In the early 2000’s the Oakland A’s had just lost three of their big name stars and the small market team was in trouble in terms of continuing to compete in a league where they could be outspent by more than $100 by the likes of the New York Yankees. A’s General Manager Billy Beane (Brad Pitt) knew something had to change.
Hiring an assistant (Jonah Hill) who believed the team could compete by relying on sabermetrics (created by Bill James) rather than traditional models of building a team, Beane became an innovator by showcasing how a small market team could compete against the big boys.
The film begins with the playoff loss to the Yankees in 2001 and follows the rocky course of Beane instituting a completely new way of thinking to the old school baseball front office scouts and staff. The film highlights the early struggles and eventual success of the team over the 2002 season as well as focus on Beane’s relationship with his daughter (Kerris Dorsey).

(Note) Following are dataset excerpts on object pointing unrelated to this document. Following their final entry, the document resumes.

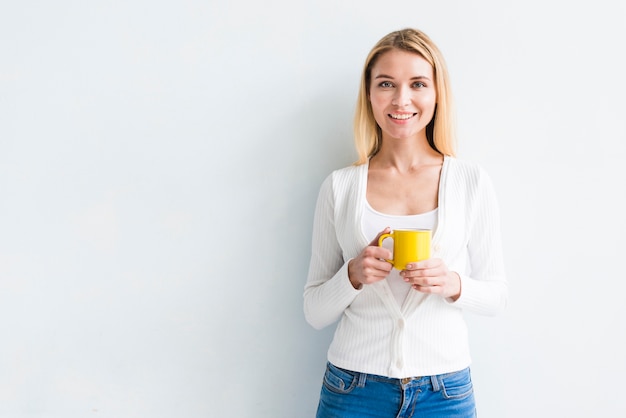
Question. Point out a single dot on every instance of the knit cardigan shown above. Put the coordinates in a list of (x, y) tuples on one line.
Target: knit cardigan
[(427, 335)]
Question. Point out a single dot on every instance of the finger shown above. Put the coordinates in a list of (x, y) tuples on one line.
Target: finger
[(375, 240), (377, 252)]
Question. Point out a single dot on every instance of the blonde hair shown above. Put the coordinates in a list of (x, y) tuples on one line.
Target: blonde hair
[(440, 132)]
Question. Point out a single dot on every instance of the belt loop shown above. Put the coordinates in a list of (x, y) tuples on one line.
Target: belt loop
[(434, 380), (362, 379)]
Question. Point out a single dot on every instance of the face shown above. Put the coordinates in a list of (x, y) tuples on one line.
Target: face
[(402, 94)]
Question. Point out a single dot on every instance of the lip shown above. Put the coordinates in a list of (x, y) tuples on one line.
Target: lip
[(404, 116)]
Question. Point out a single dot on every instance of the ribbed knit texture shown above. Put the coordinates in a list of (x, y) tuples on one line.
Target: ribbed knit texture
[(427, 335)]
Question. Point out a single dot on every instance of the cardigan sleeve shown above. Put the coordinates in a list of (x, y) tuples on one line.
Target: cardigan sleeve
[(328, 291), (484, 290)]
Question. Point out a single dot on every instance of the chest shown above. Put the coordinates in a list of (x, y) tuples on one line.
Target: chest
[(408, 194)]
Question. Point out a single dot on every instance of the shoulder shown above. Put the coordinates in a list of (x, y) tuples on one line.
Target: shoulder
[(465, 170), (346, 176)]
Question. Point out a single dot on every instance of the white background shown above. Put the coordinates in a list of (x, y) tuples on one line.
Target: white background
[(159, 165)]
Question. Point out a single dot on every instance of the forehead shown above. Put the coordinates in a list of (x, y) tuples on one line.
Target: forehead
[(399, 63)]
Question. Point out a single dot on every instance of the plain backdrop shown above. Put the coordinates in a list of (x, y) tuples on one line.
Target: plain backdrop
[(159, 166)]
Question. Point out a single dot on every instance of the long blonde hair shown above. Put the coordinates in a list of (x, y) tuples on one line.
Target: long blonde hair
[(440, 132)]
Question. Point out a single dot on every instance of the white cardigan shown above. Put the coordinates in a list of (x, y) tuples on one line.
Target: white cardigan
[(427, 335)]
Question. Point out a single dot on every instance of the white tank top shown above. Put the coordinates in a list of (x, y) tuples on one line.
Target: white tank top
[(374, 222)]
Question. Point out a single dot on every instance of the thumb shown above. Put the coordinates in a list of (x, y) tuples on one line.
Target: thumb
[(374, 242)]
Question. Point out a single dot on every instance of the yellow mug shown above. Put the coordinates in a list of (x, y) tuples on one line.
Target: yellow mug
[(409, 245)]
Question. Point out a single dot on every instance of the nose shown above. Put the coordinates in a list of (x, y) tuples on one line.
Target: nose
[(401, 96)]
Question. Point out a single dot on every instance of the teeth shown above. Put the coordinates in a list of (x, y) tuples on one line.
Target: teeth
[(403, 116)]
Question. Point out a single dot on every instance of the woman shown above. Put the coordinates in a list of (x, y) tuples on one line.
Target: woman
[(400, 348)]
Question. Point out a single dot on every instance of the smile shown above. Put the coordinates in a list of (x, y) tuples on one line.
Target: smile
[(402, 116)]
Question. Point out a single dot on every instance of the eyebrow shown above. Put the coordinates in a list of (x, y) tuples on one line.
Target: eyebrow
[(419, 77)]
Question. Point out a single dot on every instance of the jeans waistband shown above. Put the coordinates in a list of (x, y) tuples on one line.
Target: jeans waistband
[(435, 380)]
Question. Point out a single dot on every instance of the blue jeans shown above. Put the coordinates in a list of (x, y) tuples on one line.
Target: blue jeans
[(348, 394)]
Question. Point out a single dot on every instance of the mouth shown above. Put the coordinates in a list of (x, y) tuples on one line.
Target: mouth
[(401, 116)]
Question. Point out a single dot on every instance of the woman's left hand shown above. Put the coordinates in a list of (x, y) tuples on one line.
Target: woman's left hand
[(433, 276)]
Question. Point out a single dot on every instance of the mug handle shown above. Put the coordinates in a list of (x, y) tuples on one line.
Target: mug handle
[(380, 243)]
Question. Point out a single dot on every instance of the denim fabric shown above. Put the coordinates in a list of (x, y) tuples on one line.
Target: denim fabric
[(347, 394)]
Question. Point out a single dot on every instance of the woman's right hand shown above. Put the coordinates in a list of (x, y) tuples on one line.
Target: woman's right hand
[(370, 266)]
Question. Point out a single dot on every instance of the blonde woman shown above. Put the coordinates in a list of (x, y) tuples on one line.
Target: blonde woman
[(400, 348)]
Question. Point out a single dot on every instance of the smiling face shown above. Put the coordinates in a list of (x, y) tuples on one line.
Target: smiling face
[(402, 94)]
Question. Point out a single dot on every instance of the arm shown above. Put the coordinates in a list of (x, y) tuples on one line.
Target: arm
[(485, 289), (328, 291)]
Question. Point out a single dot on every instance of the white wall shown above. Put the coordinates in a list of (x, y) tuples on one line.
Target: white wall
[(159, 164)]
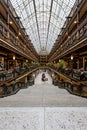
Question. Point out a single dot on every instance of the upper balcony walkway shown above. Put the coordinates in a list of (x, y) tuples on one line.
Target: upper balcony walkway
[(43, 94)]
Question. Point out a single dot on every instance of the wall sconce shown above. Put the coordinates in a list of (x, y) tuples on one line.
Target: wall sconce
[(26, 60), (71, 57), (19, 33), (10, 22), (75, 22), (13, 57), (59, 60)]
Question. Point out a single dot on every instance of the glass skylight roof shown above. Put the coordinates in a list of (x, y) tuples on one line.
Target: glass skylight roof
[(43, 20)]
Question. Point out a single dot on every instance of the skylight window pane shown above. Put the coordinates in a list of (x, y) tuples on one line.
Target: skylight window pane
[(43, 23)]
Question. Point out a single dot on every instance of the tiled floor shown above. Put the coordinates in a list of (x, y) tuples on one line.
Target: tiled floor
[(43, 118), (43, 94), (43, 106)]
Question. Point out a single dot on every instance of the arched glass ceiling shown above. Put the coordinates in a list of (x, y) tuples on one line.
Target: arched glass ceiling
[(43, 20)]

Simply put, Moneyball is everything you want a sports movie to be. It’s well-written, cast with good actors, paced well, the sports moments aren’t allowed to overwhelm the drama, and it’s emotionally moving without feeling hackneyed or cliched. Director Bennett Miller and sceenwriters Steven Zaillian and Aaron Sorkin (who adapted Michael Lewis’ book) deserve a stadium full of applause. And it’s the classic tale of the underdog making good. After all, everyone loves the underdog.
Pitt is terrific in the lead role that’s about so much more than baseball and Jonah Hill proves (when he wants to be) he can be far less annoying on-screen than his usual characters. Philip Seymour Hoffman draws the short straw in his role of Art Howe, the team’s manager who fights Beane’s new philosophy throughout the team’s early struggles. It would have been nice if the script had included a scene between the pair during the team’s victories as well. The baseball players are well-cast and look natural on-screen, but with one or two exceptions (Chris Pratt, Stephen Bishop) aren’t individually all that memorable.
The movie does take a few liberties with the story, mostly for dramatic effect. Beane’s predecessor Sandy Alderson (not shown in the film) had already started using sabermetrics to discover undervalued talent before Beane ever became the team’s GM. However, it is true Beane’s all-in attitude took the process to an entirely different level. I also thought it odd that Bill James was credited but the name of his statistical method was never itself named over the course of the film.
The film’s most dramatic sequence involves the team’s unprecedented winning streak that also reinforces Beane’s insecurities and personal doubts. The final moments of the film, giving us a glimpse of choices made after the 2002 season work well, but the film’s emotional peak comes during this sequence.
Moneyball is the feel-good story of the Fall that fans of good drama, not just baseball, should enjoy. Of course, if you are a baseball fan that’s certainly not going to hurt your chances of having a darn good time at the movies.